Dans la note explicative de son arrêt, la Cour de Cassation justifie cette décision en relevant que plusieurs dispositions du Code de Commerce révèlent la spécificité du régime du gage sur stock et l’impossibilité de le soumettre aux règles du droit commun.

Elle constate ainsi, que certaines dispositions de la loi sur le gage sur stock sont d’ordre public, ce qui interdit toute dérogation à ce régime.

L’interdiction du pacte commissoire en est la marque.

Elle relève, en outre, la spécificité de ce régime qui ne porte que sur des stocks, et au profit de créanciers particuliers que sont les établissements de crédit et les sociétés de financement.

Elle en déduit que ce régime correspond à des impératifs économiques qui ne permettent pas aux établissements de crédit ou aux sociétés de financement, dont les crédits sont garantis par un gage sur stock sans dépossession de recourir à un autre régime que le régime spécial institué par le Code de Commerce.

Est-ce la fin de cette discussion ?

Le rôle de la Cour de Cassation n’est pas de se substituer aux juridictions du fond.
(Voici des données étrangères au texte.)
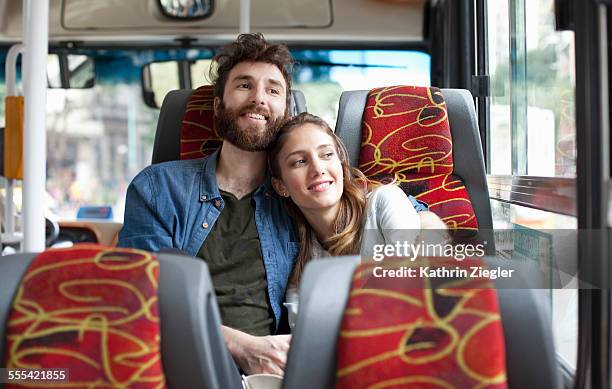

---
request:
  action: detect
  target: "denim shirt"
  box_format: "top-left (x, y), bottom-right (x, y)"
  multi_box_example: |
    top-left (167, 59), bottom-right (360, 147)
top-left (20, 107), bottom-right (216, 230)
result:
top-left (119, 150), bottom-right (299, 329)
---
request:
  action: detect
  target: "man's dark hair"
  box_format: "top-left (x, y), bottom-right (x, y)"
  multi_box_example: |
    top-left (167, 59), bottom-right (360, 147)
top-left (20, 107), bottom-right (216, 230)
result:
top-left (210, 33), bottom-right (293, 109)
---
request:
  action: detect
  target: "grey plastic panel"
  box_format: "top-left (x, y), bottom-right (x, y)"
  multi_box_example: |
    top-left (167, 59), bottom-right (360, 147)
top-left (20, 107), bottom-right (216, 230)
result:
top-left (283, 257), bottom-right (359, 389)
top-left (335, 90), bottom-right (368, 166)
top-left (497, 289), bottom-right (561, 389)
top-left (157, 254), bottom-right (242, 389)
top-left (0, 253), bottom-right (36, 372)
top-left (291, 89), bottom-right (308, 116)
top-left (151, 89), bottom-right (306, 164)
top-left (151, 89), bottom-right (193, 164)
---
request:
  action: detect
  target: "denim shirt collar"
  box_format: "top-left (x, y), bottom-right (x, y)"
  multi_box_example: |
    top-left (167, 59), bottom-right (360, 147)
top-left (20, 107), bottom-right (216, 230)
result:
top-left (200, 147), bottom-right (274, 201)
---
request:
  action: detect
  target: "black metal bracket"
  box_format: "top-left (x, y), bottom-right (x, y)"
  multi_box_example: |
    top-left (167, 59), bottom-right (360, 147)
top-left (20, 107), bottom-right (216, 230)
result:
top-left (471, 75), bottom-right (491, 97)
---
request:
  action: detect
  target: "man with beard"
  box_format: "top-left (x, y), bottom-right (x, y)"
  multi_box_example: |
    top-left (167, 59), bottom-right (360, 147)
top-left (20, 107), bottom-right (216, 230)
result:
top-left (119, 34), bottom-right (299, 375)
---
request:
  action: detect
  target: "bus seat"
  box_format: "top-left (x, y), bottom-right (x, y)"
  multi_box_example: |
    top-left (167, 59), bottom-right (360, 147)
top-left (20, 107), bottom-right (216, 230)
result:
top-left (283, 256), bottom-right (561, 389)
top-left (152, 85), bottom-right (306, 163)
top-left (335, 86), bottom-right (493, 235)
top-left (0, 245), bottom-right (241, 389)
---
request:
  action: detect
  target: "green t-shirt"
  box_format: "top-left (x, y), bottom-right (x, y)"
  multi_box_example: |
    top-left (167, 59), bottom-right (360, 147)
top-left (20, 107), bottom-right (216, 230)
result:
top-left (198, 191), bottom-right (274, 336)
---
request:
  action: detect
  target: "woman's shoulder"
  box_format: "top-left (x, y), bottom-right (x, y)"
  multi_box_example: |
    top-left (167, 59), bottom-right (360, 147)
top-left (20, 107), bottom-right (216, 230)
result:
top-left (368, 184), bottom-right (408, 205)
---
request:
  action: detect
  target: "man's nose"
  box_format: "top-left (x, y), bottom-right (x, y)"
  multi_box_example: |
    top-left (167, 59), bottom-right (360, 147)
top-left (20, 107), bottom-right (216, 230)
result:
top-left (251, 86), bottom-right (266, 105)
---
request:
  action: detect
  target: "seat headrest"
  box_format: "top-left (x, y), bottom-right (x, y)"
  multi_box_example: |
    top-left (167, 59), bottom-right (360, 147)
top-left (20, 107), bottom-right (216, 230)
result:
top-left (152, 85), bottom-right (306, 163)
top-left (358, 86), bottom-right (453, 177)
top-left (334, 258), bottom-right (507, 388)
top-left (2, 245), bottom-right (165, 388)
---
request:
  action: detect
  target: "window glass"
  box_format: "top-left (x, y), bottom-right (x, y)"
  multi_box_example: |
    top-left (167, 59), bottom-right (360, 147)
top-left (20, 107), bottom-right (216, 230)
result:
top-left (67, 54), bottom-right (94, 88)
top-left (491, 200), bottom-right (578, 368)
top-left (47, 54), bottom-right (62, 88)
top-left (525, 0), bottom-right (576, 177)
top-left (0, 49), bottom-right (429, 221)
top-left (487, 0), bottom-right (576, 177)
top-left (293, 50), bottom-right (431, 128)
top-left (149, 61), bottom-right (181, 107)
top-left (487, 1), bottom-right (512, 174)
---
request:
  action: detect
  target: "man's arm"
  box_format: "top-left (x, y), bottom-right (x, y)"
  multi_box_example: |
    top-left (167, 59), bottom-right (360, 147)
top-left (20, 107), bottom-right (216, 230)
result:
top-left (221, 326), bottom-right (291, 376)
top-left (118, 172), bottom-right (173, 252)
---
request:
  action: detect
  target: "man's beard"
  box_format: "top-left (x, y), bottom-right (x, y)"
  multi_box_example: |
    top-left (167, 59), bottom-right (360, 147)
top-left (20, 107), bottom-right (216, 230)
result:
top-left (214, 102), bottom-right (286, 151)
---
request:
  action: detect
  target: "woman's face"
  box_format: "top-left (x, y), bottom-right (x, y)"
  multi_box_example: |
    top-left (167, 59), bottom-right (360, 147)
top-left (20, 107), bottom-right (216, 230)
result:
top-left (273, 123), bottom-right (343, 213)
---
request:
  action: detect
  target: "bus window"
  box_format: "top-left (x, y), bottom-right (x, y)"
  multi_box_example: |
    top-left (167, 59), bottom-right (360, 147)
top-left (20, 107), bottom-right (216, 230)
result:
top-left (292, 50), bottom-right (430, 128)
top-left (487, 0), bottom-right (576, 177)
top-left (486, 0), bottom-right (578, 368)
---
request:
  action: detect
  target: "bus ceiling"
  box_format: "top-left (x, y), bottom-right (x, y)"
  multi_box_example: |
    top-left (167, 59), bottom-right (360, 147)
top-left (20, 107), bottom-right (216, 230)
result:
top-left (0, 0), bottom-right (429, 44)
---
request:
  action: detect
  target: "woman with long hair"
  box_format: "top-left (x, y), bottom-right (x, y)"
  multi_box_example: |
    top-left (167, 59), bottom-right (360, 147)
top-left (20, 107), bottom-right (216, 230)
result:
top-left (268, 113), bottom-right (446, 287)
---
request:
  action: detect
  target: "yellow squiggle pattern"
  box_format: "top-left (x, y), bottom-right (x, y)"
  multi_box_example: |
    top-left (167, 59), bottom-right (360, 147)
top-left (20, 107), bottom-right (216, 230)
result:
top-left (5, 245), bottom-right (165, 388)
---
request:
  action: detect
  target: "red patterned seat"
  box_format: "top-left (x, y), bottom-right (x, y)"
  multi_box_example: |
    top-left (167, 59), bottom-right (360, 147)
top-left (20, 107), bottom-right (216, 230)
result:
top-left (152, 85), bottom-right (306, 163)
top-left (3, 245), bottom-right (165, 388)
top-left (358, 86), bottom-right (478, 230)
top-left (180, 85), bottom-right (223, 159)
top-left (335, 258), bottom-right (507, 389)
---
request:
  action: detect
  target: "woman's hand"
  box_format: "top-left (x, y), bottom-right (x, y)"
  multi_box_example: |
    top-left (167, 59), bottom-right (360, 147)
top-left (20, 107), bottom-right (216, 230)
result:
top-left (223, 327), bottom-right (291, 376)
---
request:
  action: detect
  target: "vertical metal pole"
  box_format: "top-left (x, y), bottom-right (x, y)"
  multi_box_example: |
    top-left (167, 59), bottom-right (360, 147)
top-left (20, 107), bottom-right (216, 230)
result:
top-left (3, 44), bottom-right (23, 243)
top-left (240, 0), bottom-right (251, 34)
top-left (23, 0), bottom-right (49, 252)
top-left (510, 0), bottom-right (528, 176)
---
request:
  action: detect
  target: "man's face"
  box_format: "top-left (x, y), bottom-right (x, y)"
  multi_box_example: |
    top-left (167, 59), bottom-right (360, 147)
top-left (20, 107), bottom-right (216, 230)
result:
top-left (215, 62), bottom-right (287, 151)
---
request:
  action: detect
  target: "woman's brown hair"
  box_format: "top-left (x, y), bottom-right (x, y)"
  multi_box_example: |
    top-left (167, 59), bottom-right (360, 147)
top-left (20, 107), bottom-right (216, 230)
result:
top-left (268, 112), bottom-right (367, 285)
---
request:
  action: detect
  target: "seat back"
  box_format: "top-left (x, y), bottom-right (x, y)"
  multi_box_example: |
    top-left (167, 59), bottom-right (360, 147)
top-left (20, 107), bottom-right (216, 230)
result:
top-left (283, 257), bottom-right (561, 389)
top-left (0, 245), bottom-right (241, 388)
top-left (152, 85), bottom-right (306, 163)
top-left (335, 86), bottom-right (493, 235)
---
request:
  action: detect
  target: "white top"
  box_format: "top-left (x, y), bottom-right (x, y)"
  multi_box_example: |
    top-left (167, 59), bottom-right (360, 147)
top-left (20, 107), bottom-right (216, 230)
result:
top-left (312, 184), bottom-right (421, 260)
top-left (360, 184), bottom-right (421, 256)
top-left (286, 184), bottom-right (421, 306)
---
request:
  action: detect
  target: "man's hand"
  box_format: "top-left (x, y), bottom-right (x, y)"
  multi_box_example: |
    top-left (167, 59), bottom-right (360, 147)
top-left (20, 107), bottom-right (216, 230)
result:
top-left (222, 326), bottom-right (291, 376)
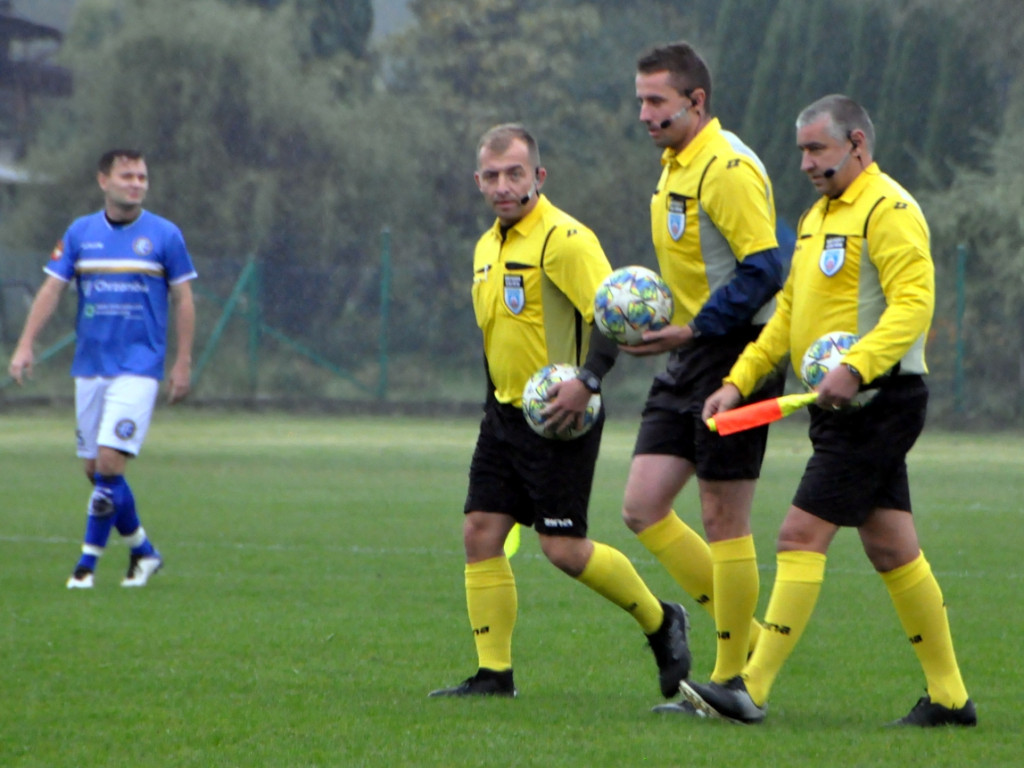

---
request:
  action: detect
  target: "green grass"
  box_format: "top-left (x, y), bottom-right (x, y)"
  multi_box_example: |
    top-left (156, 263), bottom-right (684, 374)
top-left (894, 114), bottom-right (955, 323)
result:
top-left (0, 410), bottom-right (1024, 768)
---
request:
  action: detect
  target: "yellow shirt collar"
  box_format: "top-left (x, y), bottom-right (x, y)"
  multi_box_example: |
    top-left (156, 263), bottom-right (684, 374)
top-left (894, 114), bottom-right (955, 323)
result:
top-left (837, 163), bottom-right (882, 205)
top-left (490, 194), bottom-right (551, 238)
La Cour de Cassation renvoie ainsi une nouvelle fois les parties pour qu’il soit à nouveau statué, mais cette fois devant la Cour d’Appel de Versailles, qui devrait s’incliner. Le bouleversement n’est donc pas à attendre d’elle. Il le sera sans doute davantage de la réforme du gage sur stock. Car la loi du 06 août 2015 autorise le Gouvernement à réformer ce droit pour le rapprocher du droit commun, notamment en permettant la conclusion d’un pacte commissoire.

L’ordre public, qui a guidé l’assemblée plénière de la Cour de Cassation dans son analyse du régime de droit commun et du régime particulier du gage sur stock, ne sera peut-être plus l’argument qui justifiera la distinction de ces deux formes de sûreté.